Il se montre également calculateur. Il se livre à de petits calculs
de paysan ("En fouillant leurs poches..."). Maupassant insiste sur la petitesse de son personnage qui n'est pas un homme ordinaire.
Mais le personnage évolue dans de nouveaux lieux à la mode depuis la transformation
d'Haussmann (baron et sénateur à l'origine de l'assainissement de la capitale).
II. La fascination qu'exercent les cafés
1. L'atmosphère qu'exercent les cafés
Les cafés sont des lieux très fréquentés. Le jeune homme est très
sensible aux nombreux consommateurs comme l'exprime la métaphore
filée empruntée à un liquide ("le flot de foule qui coulait", "les grands cafés débordaient sur le trottoir, étalant
leurs public de buveurs").
L'homme admire cette nouvelle population oisive, ivre de consommer et de paraître ("et il regardait tout ces hommes qui pouvaient se désaltérer tant qu'il leur plaisait").
Comme il souffre de la chaleur et de la soif, le café est très attractif. La
récompense est un bock à l'américain (bock : bière d'environ 1/4 litre) "l'américain" était
l'un des temples des esprits boulevardiers, c'est-à-dire viveur d'un comique léger.

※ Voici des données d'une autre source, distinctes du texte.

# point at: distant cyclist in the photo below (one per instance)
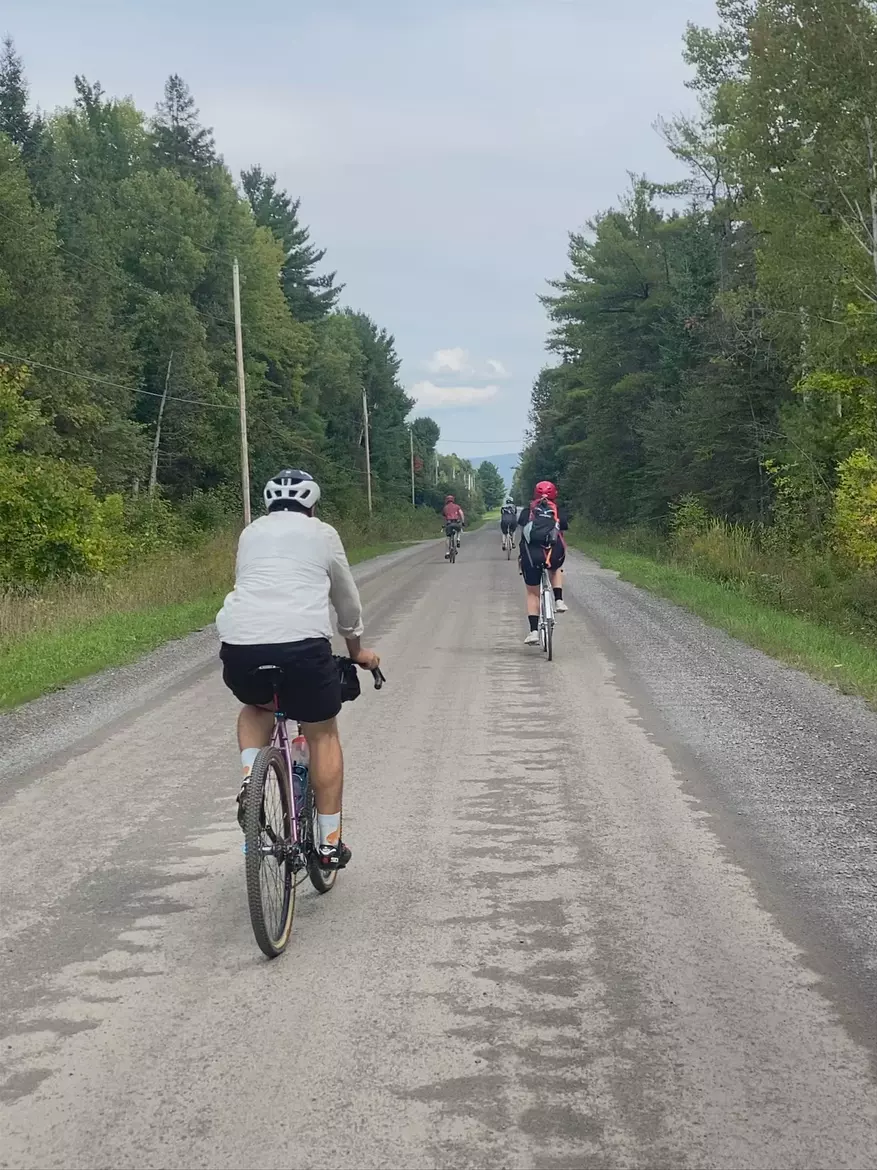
(541, 545)
(290, 565)
(509, 521)
(454, 520)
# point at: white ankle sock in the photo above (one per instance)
(330, 827)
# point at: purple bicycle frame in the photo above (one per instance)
(282, 742)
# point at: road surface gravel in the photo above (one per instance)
(614, 910)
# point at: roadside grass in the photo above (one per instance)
(841, 659)
(67, 632)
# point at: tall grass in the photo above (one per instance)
(807, 608)
(755, 563)
(61, 632)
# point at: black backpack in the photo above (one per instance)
(541, 531)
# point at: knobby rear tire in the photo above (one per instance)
(270, 926)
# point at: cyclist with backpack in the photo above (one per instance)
(453, 520)
(508, 521)
(541, 545)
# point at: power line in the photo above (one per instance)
(114, 385)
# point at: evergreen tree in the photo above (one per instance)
(179, 139)
(309, 295)
(16, 122)
(492, 486)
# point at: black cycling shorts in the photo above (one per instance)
(311, 687)
(532, 561)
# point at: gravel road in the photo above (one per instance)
(614, 910)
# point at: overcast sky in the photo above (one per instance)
(442, 149)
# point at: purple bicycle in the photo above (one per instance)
(280, 824)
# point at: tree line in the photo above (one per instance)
(715, 341)
(117, 238)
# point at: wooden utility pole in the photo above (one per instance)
(242, 397)
(157, 441)
(368, 449)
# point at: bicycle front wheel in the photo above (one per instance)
(268, 831)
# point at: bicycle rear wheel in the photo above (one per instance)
(268, 831)
(322, 880)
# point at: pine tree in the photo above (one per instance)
(16, 122)
(492, 486)
(309, 296)
(179, 139)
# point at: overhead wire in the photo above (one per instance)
(114, 385)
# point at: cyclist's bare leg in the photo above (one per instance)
(254, 727)
(326, 764)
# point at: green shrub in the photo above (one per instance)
(52, 523)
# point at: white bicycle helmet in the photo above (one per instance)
(291, 484)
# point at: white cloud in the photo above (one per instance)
(428, 394)
(454, 360)
(497, 369)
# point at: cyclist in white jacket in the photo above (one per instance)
(290, 565)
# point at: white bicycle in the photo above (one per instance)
(546, 616)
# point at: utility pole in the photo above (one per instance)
(241, 397)
(368, 449)
(153, 469)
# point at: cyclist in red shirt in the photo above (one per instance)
(454, 518)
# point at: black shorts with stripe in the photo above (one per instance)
(311, 687)
(533, 561)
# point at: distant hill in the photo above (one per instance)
(504, 463)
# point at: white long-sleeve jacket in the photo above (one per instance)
(289, 568)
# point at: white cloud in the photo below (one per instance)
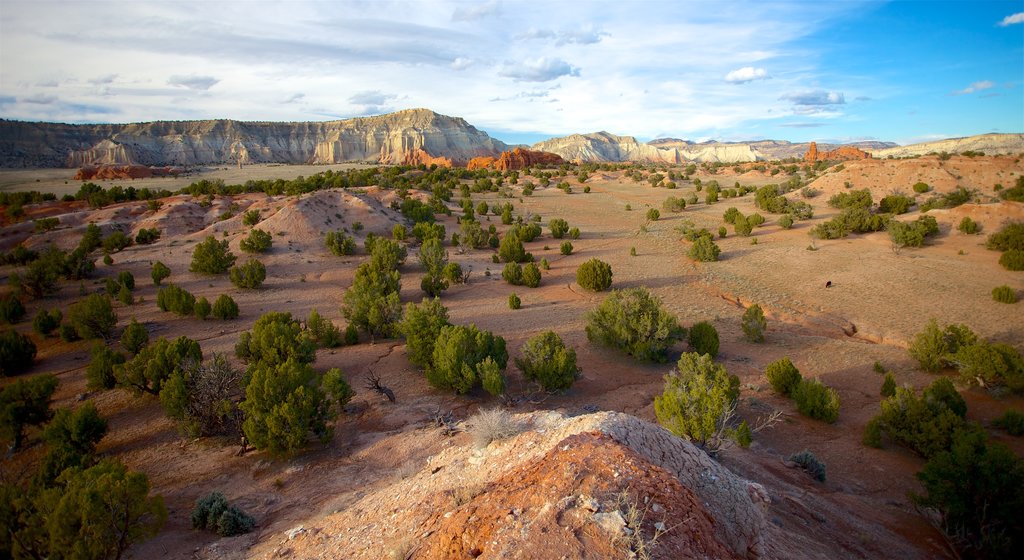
(194, 82)
(1014, 18)
(541, 70)
(461, 63)
(747, 74)
(815, 98)
(977, 86)
(476, 11)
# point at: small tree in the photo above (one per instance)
(705, 250)
(704, 339)
(159, 272)
(225, 308)
(202, 308)
(212, 257)
(421, 325)
(698, 400)
(257, 242)
(25, 402)
(547, 360)
(93, 316)
(99, 374)
(754, 324)
(46, 321)
(558, 227)
(16, 352)
(284, 405)
(595, 275)
(11, 309)
(458, 354)
(783, 376)
(249, 275)
(634, 321)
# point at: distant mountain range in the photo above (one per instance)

2. Une vision très colorée et ludique
Dans les objets, les formes géométriques presque enfantines dominent
("carré", "ronde", "cylindrique"); les couleurs variées suggèrent les sirops,
les alcools ("rouge, jaune, vert, brun"). Elles évoquent la palette du peintre
impressionniste car Maupassant privilégie l'impression et les sensations.
La lumière domine comme le montre le champ lexical (= "lumière éclatante et crue
de leur devanture illuminées" - "briller les gros cylindre" - "belle eau claire").
L'homme se délecte a l'idée de boire ("il pensait à la sensation délicieuse
des boissons froides dans la bouche").
Conclusion
Cet extrait de
Bel-Ami nous montre bien la technique de l'écrivain, il construit le personnage par le jeu de ses désirs et de ses haines à travers les cafés et les consommateurs. Maupassant parvient par les sensations, les impressions, les sentiments à nous donner "l'illusion du vrai".
De plus, deux thèmes importants de
Bel-Ami sont posés : la soif comme symbole de
désir et de possession; l'argent deviendra une véritable obsession.